The next obvious positive is the characters. These girls are completely different from each other - but manage to fit. I would have probably tried to drown Ripley once or twice for her completely heedless, hyperactive plunging into -- everything -- but the girls simply hold onto her and redirect her rather than complain. Which is pretty cool of them. Because there are five girls, one of them sometimes feels like the literal fifth wheel - but no lady-type is left behind here, unlike camp in real life, and the girls are always there for each other, in a non-cheesy, and sometimes somewhat wordless way, which is really nice.
Valleys: There aren't really valleys with this book, per se -- because I'm not really a comic book person, I have little quibbles and objections to things that may just be part of the comic book experience - for instance, I want to know where the girls come from, and if they met at camp. I want to witness them getting to know each other. I want to see more girls and to compare them to the girls in our cabin - is it only Roanoke where things are completely bizarre? Are the girls trying to keep that a secret from everyone else?

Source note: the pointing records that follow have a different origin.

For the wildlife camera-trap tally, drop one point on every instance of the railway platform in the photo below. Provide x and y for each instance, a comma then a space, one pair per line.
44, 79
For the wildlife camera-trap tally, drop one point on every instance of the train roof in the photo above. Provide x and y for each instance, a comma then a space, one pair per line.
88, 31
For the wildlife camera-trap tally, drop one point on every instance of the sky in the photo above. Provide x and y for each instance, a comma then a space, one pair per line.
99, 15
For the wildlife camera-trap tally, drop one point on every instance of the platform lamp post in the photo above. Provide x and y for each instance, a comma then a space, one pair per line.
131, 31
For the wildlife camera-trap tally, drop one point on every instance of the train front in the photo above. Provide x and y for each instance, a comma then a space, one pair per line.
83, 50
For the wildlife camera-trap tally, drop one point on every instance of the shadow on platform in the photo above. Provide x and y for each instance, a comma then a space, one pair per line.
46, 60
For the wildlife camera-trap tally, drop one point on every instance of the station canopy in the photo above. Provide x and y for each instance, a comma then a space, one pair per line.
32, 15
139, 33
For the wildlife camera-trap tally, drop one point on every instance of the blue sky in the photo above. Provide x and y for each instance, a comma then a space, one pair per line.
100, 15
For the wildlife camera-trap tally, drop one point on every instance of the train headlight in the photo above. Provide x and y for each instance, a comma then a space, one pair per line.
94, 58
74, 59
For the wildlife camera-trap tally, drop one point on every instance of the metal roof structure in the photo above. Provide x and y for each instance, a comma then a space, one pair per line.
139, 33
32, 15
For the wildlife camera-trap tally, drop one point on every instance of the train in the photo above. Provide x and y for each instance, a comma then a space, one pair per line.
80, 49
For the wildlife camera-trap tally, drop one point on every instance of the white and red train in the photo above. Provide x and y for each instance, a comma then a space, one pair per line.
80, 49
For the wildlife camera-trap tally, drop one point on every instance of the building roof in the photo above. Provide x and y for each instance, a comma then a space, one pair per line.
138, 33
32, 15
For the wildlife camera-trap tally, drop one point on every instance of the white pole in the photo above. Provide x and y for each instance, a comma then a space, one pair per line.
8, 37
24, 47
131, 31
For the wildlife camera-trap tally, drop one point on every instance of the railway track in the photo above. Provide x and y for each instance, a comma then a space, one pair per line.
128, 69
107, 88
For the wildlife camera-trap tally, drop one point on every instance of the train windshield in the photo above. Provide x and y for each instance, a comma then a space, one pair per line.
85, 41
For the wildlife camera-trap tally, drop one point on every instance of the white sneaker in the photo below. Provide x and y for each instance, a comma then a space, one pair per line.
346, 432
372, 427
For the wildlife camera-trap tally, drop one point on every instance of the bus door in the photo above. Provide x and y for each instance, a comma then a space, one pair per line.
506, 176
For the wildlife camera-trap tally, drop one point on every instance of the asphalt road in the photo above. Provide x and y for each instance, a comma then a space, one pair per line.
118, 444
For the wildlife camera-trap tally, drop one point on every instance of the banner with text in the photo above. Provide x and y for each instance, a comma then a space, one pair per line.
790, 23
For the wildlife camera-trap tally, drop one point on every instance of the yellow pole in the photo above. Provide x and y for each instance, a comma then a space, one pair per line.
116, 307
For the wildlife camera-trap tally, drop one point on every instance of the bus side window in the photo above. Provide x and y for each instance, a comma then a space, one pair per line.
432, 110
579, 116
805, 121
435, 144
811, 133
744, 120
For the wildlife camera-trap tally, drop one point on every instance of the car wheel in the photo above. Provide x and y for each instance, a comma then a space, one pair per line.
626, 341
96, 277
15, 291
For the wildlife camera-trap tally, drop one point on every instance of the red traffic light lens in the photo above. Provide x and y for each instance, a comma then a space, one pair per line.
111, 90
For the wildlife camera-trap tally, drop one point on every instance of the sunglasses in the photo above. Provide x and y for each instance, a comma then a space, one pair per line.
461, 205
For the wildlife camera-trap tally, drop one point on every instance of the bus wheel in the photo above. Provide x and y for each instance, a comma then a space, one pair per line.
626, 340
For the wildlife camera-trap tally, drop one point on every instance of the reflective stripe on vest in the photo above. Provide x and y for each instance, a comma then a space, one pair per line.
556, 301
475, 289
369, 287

Sooo, mainly, the biggest drawback here is that there isn't more story IMMEDIATELY. *sigh* Reader greed, when it's a serial story, is an ongoing problem, which is why I'm likely to continue to buy the books as they come out, instead of getting the weekly comic -- I can't take not knowing NOW.
Conclusion: For my first-ever purchase of a comic book, I feel this was a pretty successful series with which to begin. The fact that these are five girls in a cabin called "Roanoke" gave me a grin - scouting camp in the Bermuda Triangle of lost colonies explains the Three-Eyed Things in the Woods fairly well for me. I love that Rosie is a camp director who enjoys woodwork and looks like a refugee from the 1950's. I love that each girl is allowed to be herself. Whimsical and quirky, this adventure left space for the reader to relate to both storyline and characters (though I really think my camp should rethink not having a pun honor) and included boys, but didn't let them be the center-stage in either campcraft or adventures. It's a happy thought to know the series is ongoing, and I'm ready for the next volume in October.
I purchased my copy of this book. You can find THE LUMBERJANES Vol 1 by Noelle Stevenson, Grace Ellis, Brooke Allen, Shannon Watters at an online e-tailer, or at a real life, independent comic book store near you!